"So it has," said Whistlebinkie, reading the sign. "Let's go in there."

So the two little strangers walked into the dining-room, and certainly if the kitchen was droll in the matter of placards, the dining-room was more so, for directly over the table and suspended from the chandelier were these

Rules for Guests.

Guests will please remember to remove their hats before sitting down at the tabel.

Soup will not be helped more than three times to any guest, no matter who.

It is forbidding for guests to criticize the cooking, or to converse with the waiteress.

"Guest's will kindly not make fun of the host."

Guest's will kindly not contradict or make fun of their host, since he is very irritable and does not like to be contradicted or made fun of. Guests will oblige their host by not asking for anything that is not on the bill of fare. In a private house like this it would be very awkward to have to serve guests with fried potatoes at a time when ice-cream or mince pie has been ordered.

Horses and wheelbarrows are not aloud in this dining-room under any circumstances whatever.

Neither must cows or hay scales be brought here. Guests bringing their own olives will be charged extra. Also their own assalted ammonds. Spoons, platters, and gravy boats taken from the table must be paid for at market rates for articles so taken away.

Any guest caught violating any or all of these rules will not be aloud any dessert whatever; and a second voilition will deprive them of a forth helping to roast beef and raisins.

Yoors Tooly,
The Unwiseman.

N. G. Any guest desiring to substitute his own rules for the above is at libbity to do so, provided he furnishes his own dining-room.

"They're the most ridiculous rules I ever heard of," said Mollie, with a grin so broad that it made her ears uncomfortable. "The idea of having to tell anybody not to wear a hat at the table! He might just as well have made a rule forbidding people to throw plates on the floor."

"I dessay he would have, if he'd thought of it," returned Whistlebinkie. "But just look at these rules for the waitress. They are worse than the others." Then Whistlebinkie read off the rules the Unwiseman had made for the waitress, as follows:

Rules for the Waiteress.

1. Iced water must never be served boiling, nor under any circumstances must ice-cream come to the tabel fried to a crisp.

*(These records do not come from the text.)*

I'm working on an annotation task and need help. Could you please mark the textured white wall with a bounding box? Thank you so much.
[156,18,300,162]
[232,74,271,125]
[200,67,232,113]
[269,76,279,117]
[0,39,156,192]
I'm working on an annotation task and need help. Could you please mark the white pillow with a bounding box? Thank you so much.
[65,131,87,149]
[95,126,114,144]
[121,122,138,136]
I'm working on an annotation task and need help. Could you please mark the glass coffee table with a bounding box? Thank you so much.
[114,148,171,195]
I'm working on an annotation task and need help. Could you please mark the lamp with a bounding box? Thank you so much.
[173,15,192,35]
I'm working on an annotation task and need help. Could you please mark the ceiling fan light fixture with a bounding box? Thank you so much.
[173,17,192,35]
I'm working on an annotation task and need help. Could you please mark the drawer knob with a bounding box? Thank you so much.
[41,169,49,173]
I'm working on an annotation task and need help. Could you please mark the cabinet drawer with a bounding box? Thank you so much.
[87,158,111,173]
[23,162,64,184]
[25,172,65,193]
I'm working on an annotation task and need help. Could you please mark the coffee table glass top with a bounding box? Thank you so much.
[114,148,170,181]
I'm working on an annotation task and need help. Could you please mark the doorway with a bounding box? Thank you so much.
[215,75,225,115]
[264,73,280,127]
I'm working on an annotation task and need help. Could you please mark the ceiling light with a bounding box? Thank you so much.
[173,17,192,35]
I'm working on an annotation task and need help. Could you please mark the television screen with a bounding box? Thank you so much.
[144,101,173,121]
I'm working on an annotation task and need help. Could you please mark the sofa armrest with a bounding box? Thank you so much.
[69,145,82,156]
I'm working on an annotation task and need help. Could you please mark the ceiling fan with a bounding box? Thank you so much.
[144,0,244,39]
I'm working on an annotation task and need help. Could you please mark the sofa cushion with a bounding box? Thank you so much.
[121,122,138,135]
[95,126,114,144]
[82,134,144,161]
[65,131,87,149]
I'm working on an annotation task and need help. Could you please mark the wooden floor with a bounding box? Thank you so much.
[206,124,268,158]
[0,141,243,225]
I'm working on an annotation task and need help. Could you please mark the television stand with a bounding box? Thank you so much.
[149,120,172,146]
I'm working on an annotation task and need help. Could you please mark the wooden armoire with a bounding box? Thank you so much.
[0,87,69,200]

2. Waiteresses caught upsetting the roast beef on a guest's lap will be charged for the beef at the rate of $1.00 a pound, and will have to go to bed without her brekfist.

3. All cakes, except lady-fingers, must be served in the cake basket. The lady-fingers must be served in finger bowls, whether this is what the waiteress is used to or not. This is my dining-room, and I am the one to make the rules for it.

4. All waiteresses must wear caps. Their caps must be lace caps, and not yotting caps, tennis caps, or gun caps. The caps must be worn on the head, and not on the hands or feet. All waiteresses caught voilating this rule will not be allowed any pie for eight weeks.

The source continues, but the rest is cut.